Guido hield de tussentijden ook bij: de eerste 10 minuten was hij 2 minuten langzamer dan de eerste keer. Halverwege waren de tussentijden gelijk en aan de finish was Hans dit keer 5 minuten (ofwel 8%) sneller met een tijd van 57:08!
Mission accomplished. Het doel van onder het uur ruimschoots gehaald!
Wat zijn nu de conclusies?
Probeer je krachten goed en gelijkmatig te verdelen, zeker als je zo onbesuisd bent als Hans…😀.Dit kan dus orde 8% schelen in tijd en 12% in vermogen!
Hans had de eerste keer natuurlijk ook wijzer moeten zijn, want hij wist dit allang, maar het is zo verleidelijk als je je in het begin sterk voelt om te hard te starten. Hij heeft deze fout overigens bij de marathon in het verleden ook heel vaak gemaakt…. Wat dit betreft is er geen verschil tussen hardlopen en fietsen.

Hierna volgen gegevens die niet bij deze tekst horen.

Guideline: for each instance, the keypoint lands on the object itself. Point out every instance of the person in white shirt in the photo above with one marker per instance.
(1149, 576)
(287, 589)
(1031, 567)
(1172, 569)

Let dus goed op je vermogensmeter en probeer op basis van je trainingen een goede inschatting te maken welk vermogen je kunt volhouden. Dat heeft Hans dit keer wel goed gedaan, want op basis van zijn dagelijkse rondjes over de Amerongse berg wist hij dat een vermogen van 220 watt goed mogelijk zou moeten zijn.
Hans heeft ook veel vragen gehad over hoe zo’n virtuele rit zich nu verhoudt tot de ‘echte’ beklimming van de Alpe d’Huez. De klimweerstand is natuurlijk het belangrijkste en deze klopt exact. Volgens modelberekeningen ben je door de luchtweerstand op de Alpe 2 minuten langzamer (bij windstil weer). Verder speelt natuurlijk de hoogte een rol en ook kun je voor een goede prestatie op de berg pech hebben met tegenwind of extreme hitte.
Overigens is binnen fietsen ook geen pretje, Hans zweette als een otter! Tenslotte kunnen andere zaken als verkeer of obstakels ook van invloed zijn op de tijd.
Je kunt alles over de invloeden op je prestaties uitgebreid nalezen in onze hardloop- en wielrenboeken.
Ap Verduijn
Interessant het vergelijk van hardlopen met fietsen. Zijn twee onderdelen, die ik graag beoefen.
Tip voor binnen fietsen: Zet een ventilator aan en richt die op jezelf. Al op de laagste stand heb je veel minder last van zweet.